Hasta hace unos veinte años las cordilleras colombianas eran frondosos bosques con árboles gigantescos disfrazados con musgos y líquenes que los hacía imponentes. Cuando uno se atrevía con la montaña de páramo, con ese milenario follaje, y se agarraba de las ramas, cual esponjas, nuestras manos y brazos chorreaban agua limpia y fría. Los árboles, los musgos, los líquenes, cumplían una función natural de control y regulación de las aguas lluvias. Las nubes que divagaban por las altas cumbres, se enredaban en esos bosques cuyos árboles las transformaban del estado gaseoso al líquido en pequeñas gotitas que se guardaban en gigantescas alfombras adornadas de frailejón y se soltaban con el calor normal o el verano, en chorritos, quebradas, arroyos, humedales, lagunas y ríos.
Hoy esos bosques no existen y los páramos están yermos. No hay regulación natural de las aguas. Las nubes viajan a la deriva y al no encontrar los bosques paramunos, se descargan sin control donde encuentren una corriente fría –ahora se inventaron los científicos prepagos el llamado fenómeno de la niña– que las cambie de estado y se precipiten en borrascas aleatorias. De ahí surgen los aguaceros diluvianos que con el paso del tiempo serán más catastróficos. La deforestación indiscriminada es una de las razones por las cuales tenemos, en verano sequía intensiva y en invierno inundaciones catastróficas. Digo, una de las razones porque la principal es la falta de política ambiental del Estado. No la hay. No hay regulación del caudal de aguas de los grandes ríos por medio de represas y canales de irrigación. El Estado colombiano se ha mantenido ajeno a la preservación del medio ambiente así existan leyes y corporaciones burocratizadas, manejadas por politiqueros con nula visión de país, mucho menos de nación.
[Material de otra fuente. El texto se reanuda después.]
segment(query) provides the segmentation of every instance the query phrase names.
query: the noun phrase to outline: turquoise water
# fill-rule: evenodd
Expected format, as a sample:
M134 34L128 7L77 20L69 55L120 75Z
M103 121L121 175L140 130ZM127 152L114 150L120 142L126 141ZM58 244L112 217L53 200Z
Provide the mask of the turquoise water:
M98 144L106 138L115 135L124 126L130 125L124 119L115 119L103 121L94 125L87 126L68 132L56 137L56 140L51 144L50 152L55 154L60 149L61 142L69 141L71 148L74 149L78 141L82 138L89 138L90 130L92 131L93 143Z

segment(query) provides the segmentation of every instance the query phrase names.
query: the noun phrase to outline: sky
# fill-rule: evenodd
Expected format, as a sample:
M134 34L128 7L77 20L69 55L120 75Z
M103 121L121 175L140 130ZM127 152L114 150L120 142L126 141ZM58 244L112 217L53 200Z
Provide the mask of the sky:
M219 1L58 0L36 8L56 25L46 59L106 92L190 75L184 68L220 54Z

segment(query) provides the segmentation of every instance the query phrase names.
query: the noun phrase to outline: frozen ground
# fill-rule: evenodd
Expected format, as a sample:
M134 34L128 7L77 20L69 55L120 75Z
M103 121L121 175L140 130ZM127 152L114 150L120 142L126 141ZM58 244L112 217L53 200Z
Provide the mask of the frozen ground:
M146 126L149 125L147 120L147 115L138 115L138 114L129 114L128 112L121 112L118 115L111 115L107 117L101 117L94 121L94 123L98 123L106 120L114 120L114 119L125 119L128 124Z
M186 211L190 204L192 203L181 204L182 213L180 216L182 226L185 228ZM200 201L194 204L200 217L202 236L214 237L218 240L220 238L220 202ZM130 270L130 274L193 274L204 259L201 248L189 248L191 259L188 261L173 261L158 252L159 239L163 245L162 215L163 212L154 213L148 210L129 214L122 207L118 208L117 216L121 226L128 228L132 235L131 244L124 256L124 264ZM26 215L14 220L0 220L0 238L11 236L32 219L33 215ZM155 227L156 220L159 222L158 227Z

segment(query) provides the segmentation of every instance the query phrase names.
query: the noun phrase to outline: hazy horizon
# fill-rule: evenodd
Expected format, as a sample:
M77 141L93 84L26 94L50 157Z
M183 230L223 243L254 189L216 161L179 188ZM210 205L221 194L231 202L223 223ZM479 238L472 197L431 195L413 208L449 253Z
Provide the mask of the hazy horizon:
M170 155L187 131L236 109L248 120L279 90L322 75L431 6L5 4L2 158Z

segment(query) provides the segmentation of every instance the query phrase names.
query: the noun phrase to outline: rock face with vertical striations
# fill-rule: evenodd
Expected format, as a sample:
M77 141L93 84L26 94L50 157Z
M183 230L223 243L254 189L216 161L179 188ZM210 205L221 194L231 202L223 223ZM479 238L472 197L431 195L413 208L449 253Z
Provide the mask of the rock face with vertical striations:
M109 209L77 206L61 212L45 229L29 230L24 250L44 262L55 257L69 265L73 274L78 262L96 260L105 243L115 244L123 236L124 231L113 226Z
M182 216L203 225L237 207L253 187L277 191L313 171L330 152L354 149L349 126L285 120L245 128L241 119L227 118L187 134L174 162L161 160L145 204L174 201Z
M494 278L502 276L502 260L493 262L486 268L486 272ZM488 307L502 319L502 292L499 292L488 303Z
La más reciente acción del Estado colombiano, que respalda mis afirmaciones, fue haber otorgado –como en una feria del despilfarro– miles de concesiones a empresas multinacionales para explotar las maderas, minas de oro y metales radiactivos; privatizar el agua, de las pocas lagunas que aún quedan, todo en contra de la naturaleza que los sustenta. Para nuestros gobiernos –elegidos por millones de avezados pordioseros y una clase media estulta–, es muy importante el progreso de unos pocos, que derrumba la maravilla de región que nos tocó y que, a ese ritmo de depredación, será lejana referencia de país verde. Sólo nos quedará un país desértico que contribuyó al desarrollo de potencias extranjeras, como sucede con el África que, en contraprestación, le dejaron enormes huecos después de permitir la extracción de diamantes y siguió siendo pobre hasta caer, hoy, en la miseria.
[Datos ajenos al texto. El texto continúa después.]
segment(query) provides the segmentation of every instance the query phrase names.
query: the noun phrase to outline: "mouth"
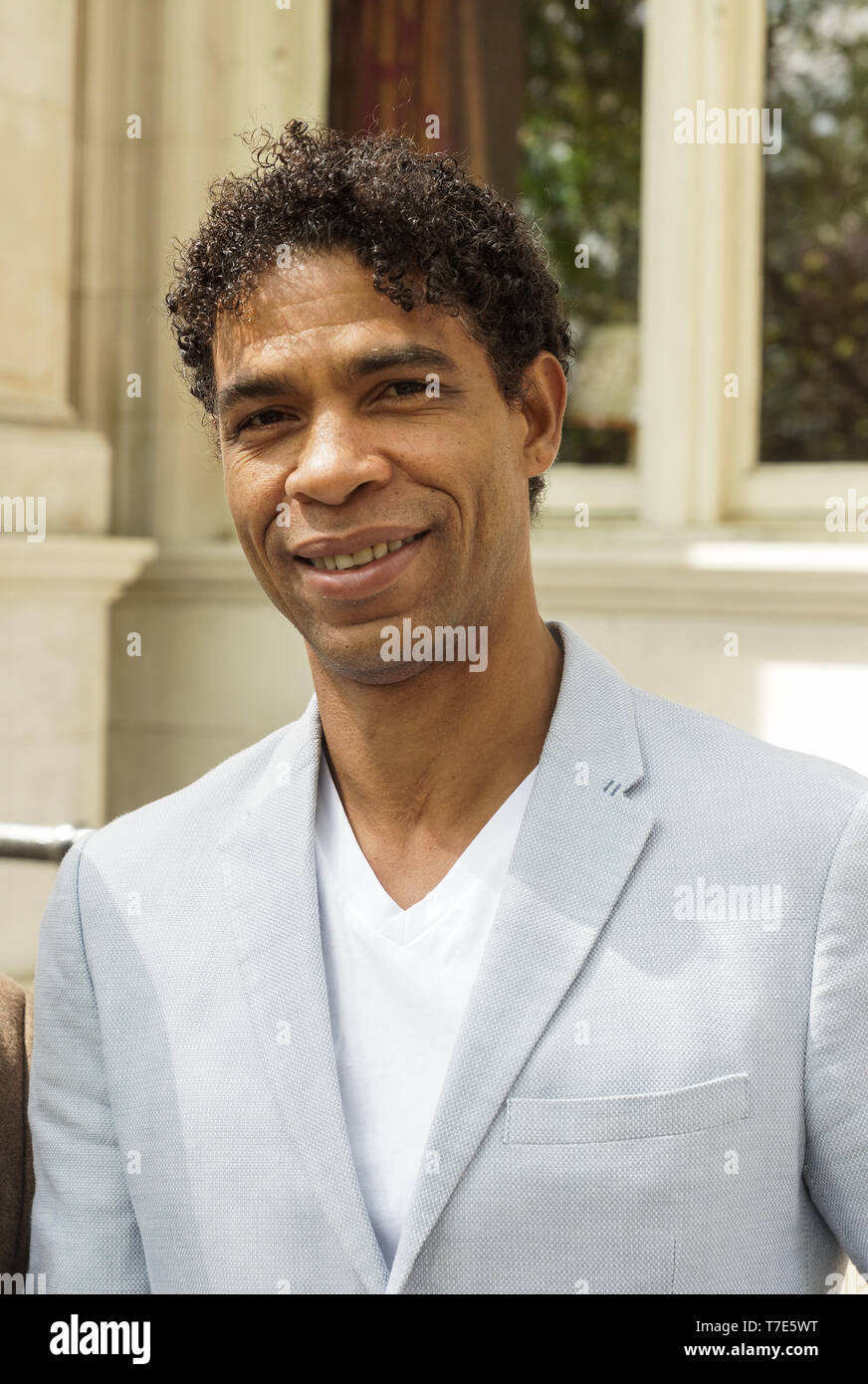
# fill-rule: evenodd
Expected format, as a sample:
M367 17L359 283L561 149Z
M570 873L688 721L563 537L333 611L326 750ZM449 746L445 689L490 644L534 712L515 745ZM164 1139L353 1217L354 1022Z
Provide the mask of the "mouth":
M379 595L417 562L429 533L424 529L400 538L381 537L352 552L314 551L309 558L296 554L295 561L311 594L332 601L361 601ZM334 549L336 544L328 541L317 547Z
M365 548L359 548L356 552L325 552L313 558L305 558L298 554L296 562L306 562L309 566L316 567L317 572L350 572L353 567L368 567L372 563L382 562L383 558L397 552L400 548L407 548L418 538L424 538L426 533L428 529L424 529L421 533L410 534L408 538L383 538Z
Está demostrado, por las consecuencias que ya se ven, que el progreso moderno es lesivo para el hombre y las demás especies. Infame progreso que destruye los mares, los ríos, las selvas, las montañas, los animales, para que el capitalismo siga acumulando una riqueza especulativa que está en pocas manos, las mismas que trazan el rumbo equivocado del bienestar fundamentado en cosas y no en la naturaleza.
Se ha visto en las reuniones del llamado calentamiento global, donde los países más destructores, que son las potencias capitalistas, se niegan a parar la deforestación del medio ambiente arguyendo que el progreso no da espera. De estas reuniones se dice que son un fracaso y lo son, y lo seguirán siendo, porque es imposible conciliar la vida con la utilidad económica de unos pocos que además tienen poder.
Si de verdad queremos defender al hombre y a la naturaleza se hace imperativo cambiar nuestro actual sistema político, inhumano y depredador, por otro que centralice en los seres vivos la verdadera riqueza.